Watch the walk 2015 full movie online. The story of French high-wire artist Philippe Petit’s attempt to cross the Twin Towers of the World Trade Center in 1974.
It’s hard to imagine how it could have done a better job imagining every physical detail of the hero’s unmatched physical achievement. Following the movie’s New York Film Festival premiere, there were reports of people throwing up in the men’s room after suffering virtual vertigo while watching Petit (played by Joseph Gordon-Levitt) stroll, turn and even lie down upon a cable stretched between the towers. In this respect, “The Walk” does not disappoint. Zemeckis is on a short list, along with Steven Spielberg and Alfred Hitchcock, of filmmakers who understand how to fuse audacity with simplicity, so that the scale of the flourishes in their biggest sequences is wed to recognizable emotions. He makes sure that you don’t just understand how Petit did what he did, but what he might have been feeling during every step of his journey, and what he saw and heard. The metallic creak of the cable as Petit walks; the rustle and hiss of wind passing over his clothes and through his hair; the muffled sound of traffic noises floating up from 110 stories below: “The Walk” makes these and other sensations palpable, along with Petit’s delight, defiance and moments of doubt and fear.

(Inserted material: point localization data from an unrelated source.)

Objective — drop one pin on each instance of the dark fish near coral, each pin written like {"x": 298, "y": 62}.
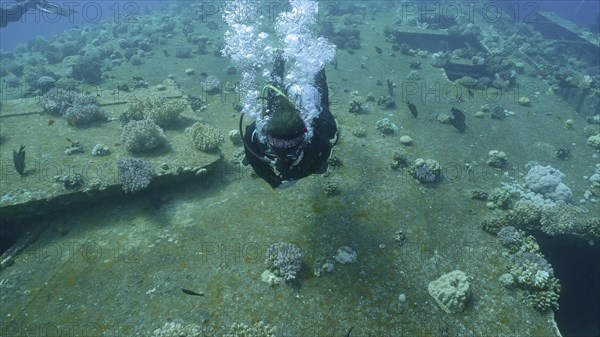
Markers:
{"x": 413, "y": 109}
{"x": 19, "y": 160}
{"x": 191, "y": 292}
{"x": 459, "y": 120}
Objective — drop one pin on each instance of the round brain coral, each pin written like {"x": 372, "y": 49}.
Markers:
{"x": 205, "y": 137}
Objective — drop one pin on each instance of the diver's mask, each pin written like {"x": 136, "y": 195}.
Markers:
{"x": 285, "y": 131}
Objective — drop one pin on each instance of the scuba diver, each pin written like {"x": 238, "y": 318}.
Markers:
{"x": 288, "y": 155}
{"x": 14, "y": 12}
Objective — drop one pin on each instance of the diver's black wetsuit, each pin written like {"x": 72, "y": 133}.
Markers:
{"x": 316, "y": 152}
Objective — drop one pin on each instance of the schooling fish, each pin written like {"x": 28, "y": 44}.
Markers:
{"x": 412, "y": 108}
{"x": 19, "y": 160}
{"x": 459, "y": 120}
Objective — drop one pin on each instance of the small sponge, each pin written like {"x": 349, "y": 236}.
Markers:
{"x": 451, "y": 291}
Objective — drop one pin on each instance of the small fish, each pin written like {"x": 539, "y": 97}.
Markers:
{"x": 459, "y": 120}
{"x": 19, "y": 160}
{"x": 191, "y": 292}
{"x": 412, "y": 108}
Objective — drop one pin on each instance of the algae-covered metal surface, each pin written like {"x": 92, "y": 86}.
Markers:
{"x": 45, "y": 137}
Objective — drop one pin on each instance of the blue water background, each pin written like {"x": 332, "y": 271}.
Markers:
{"x": 582, "y": 12}
{"x": 89, "y": 12}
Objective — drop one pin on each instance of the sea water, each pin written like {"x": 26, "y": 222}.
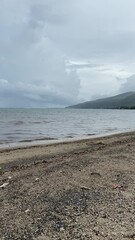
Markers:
{"x": 45, "y": 125}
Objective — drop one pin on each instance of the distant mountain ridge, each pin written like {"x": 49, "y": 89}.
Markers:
{"x": 121, "y": 101}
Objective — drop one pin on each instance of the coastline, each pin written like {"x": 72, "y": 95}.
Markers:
{"x": 80, "y": 189}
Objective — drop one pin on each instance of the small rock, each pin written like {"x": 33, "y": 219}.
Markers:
{"x": 62, "y": 229}
{"x": 129, "y": 234}
{"x": 4, "y": 185}
{"x": 27, "y": 210}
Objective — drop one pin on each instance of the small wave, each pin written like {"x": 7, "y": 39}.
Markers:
{"x": 38, "y": 139}
{"x": 91, "y": 134}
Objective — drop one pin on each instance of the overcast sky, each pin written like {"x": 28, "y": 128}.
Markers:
{"x": 55, "y": 53}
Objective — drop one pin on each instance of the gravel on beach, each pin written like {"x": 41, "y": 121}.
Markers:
{"x": 76, "y": 190}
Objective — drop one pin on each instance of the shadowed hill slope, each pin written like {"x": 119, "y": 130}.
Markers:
{"x": 121, "y": 101}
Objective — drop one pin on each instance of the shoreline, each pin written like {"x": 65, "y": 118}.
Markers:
{"x": 38, "y": 143}
{"x": 82, "y": 189}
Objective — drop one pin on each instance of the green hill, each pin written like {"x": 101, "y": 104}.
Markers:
{"x": 121, "y": 101}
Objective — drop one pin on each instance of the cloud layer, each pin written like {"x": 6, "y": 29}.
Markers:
{"x": 56, "y": 53}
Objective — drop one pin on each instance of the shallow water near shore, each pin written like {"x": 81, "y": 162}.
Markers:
{"x": 25, "y": 126}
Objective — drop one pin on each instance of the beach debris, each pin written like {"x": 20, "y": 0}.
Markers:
{"x": 117, "y": 186}
{"x": 129, "y": 235}
{"x": 4, "y": 185}
{"x": 27, "y": 210}
{"x": 1, "y": 170}
{"x": 62, "y": 229}
{"x": 95, "y": 174}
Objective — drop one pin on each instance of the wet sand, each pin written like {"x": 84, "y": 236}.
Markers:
{"x": 76, "y": 190}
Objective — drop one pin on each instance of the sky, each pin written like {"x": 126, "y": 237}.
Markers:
{"x": 55, "y": 53}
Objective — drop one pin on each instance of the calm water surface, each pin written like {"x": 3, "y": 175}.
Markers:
{"x": 30, "y": 125}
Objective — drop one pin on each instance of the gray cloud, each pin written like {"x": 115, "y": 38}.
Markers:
{"x": 128, "y": 85}
{"x": 39, "y": 37}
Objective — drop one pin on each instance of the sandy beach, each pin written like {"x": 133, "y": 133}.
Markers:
{"x": 75, "y": 190}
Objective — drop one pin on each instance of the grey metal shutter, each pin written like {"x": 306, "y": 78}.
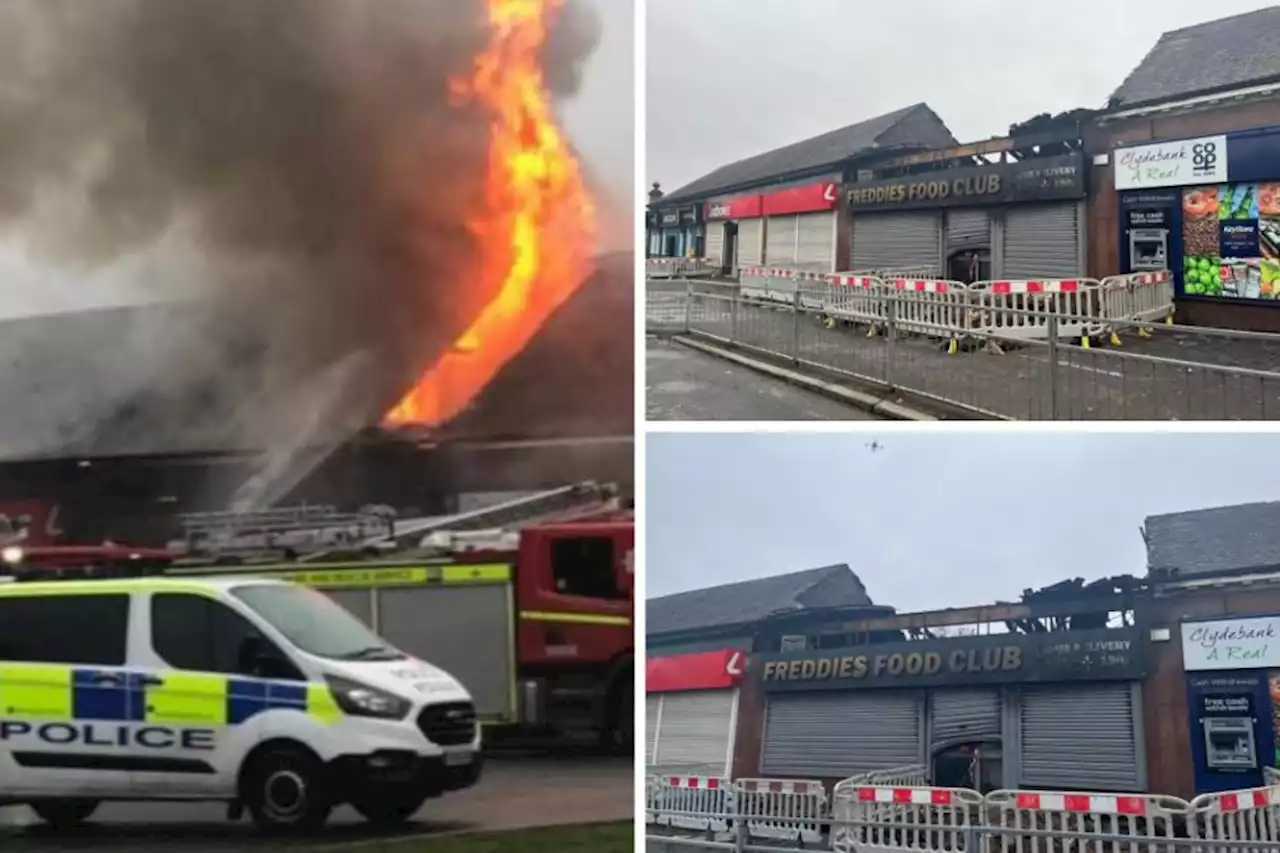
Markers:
{"x": 652, "y": 712}
{"x": 780, "y": 241}
{"x": 960, "y": 716}
{"x": 841, "y": 733}
{"x": 716, "y": 241}
{"x": 1080, "y": 738}
{"x": 696, "y": 731}
{"x": 816, "y": 242}
{"x": 750, "y": 242}
{"x": 968, "y": 228}
{"x": 1041, "y": 241}
{"x": 896, "y": 241}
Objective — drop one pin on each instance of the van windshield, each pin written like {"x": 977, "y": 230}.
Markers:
{"x": 315, "y": 623}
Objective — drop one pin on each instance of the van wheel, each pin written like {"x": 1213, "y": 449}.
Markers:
{"x": 284, "y": 792}
{"x": 389, "y": 808}
{"x": 64, "y": 813}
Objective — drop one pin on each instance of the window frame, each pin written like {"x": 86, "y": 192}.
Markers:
{"x": 216, "y": 605}
{"x": 95, "y": 637}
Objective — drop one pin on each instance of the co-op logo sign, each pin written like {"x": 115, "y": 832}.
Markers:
{"x": 1171, "y": 164}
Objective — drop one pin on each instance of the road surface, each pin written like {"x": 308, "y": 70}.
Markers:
{"x": 686, "y": 384}
{"x": 515, "y": 792}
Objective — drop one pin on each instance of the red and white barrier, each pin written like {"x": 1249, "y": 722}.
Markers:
{"x": 1022, "y": 309}
{"x": 937, "y": 308}
{"x": 712, "y": 796}
{"x": 905, "y": 817}
{"x": 1086, "y": 817}
{"x": 1251, "y": 815}
{"x": 781, "y": 808}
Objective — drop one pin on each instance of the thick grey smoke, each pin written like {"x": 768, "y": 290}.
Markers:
{"x": 292, "y": 169}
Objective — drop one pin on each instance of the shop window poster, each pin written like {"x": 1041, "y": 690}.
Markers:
{"x": 1232, "y": 241}
{"x": 1274, "y": 687}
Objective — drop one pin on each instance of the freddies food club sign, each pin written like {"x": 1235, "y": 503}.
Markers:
{"x": 1006, "y": 658}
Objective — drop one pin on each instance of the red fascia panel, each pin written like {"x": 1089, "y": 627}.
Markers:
{"x": 716, "y": 670}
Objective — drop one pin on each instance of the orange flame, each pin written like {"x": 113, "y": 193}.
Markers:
{"x": 536, "y": 231}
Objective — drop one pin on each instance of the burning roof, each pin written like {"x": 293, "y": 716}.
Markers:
{"x": 353, "y": 199}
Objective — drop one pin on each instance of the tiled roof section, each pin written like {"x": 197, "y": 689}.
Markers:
{"x": 1219, "y": 541}
{"x": 914, "y": 126}
{"x": 754, "y": 600}
{"x": 1219, "y": 54}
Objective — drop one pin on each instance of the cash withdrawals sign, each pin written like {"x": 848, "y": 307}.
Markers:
{"x": 1112, "y": 655}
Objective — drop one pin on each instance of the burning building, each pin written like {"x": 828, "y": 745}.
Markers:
{"x": 328, "y": 224}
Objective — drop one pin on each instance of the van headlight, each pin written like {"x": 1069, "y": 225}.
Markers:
{"x": 362, "y": 701}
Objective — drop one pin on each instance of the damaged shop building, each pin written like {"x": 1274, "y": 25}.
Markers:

What “The Walk” is missing, unfortunately, is an ability to recognize when poetry and mystery are enough and should be left alone to breathe. Here is a movie about a man whose life was defined by a daring, unprecedented and now un-repeatable artistic feat (transforming boxy skyscrapers into a stage high above North America’s largest city) and who achieved that feat by trusting in his training and bravery and will. But the script, credited to Zemeckis and Christopher Browne, begins diminishing his achievement immediately with tedious chatter, and can’t stop doing it.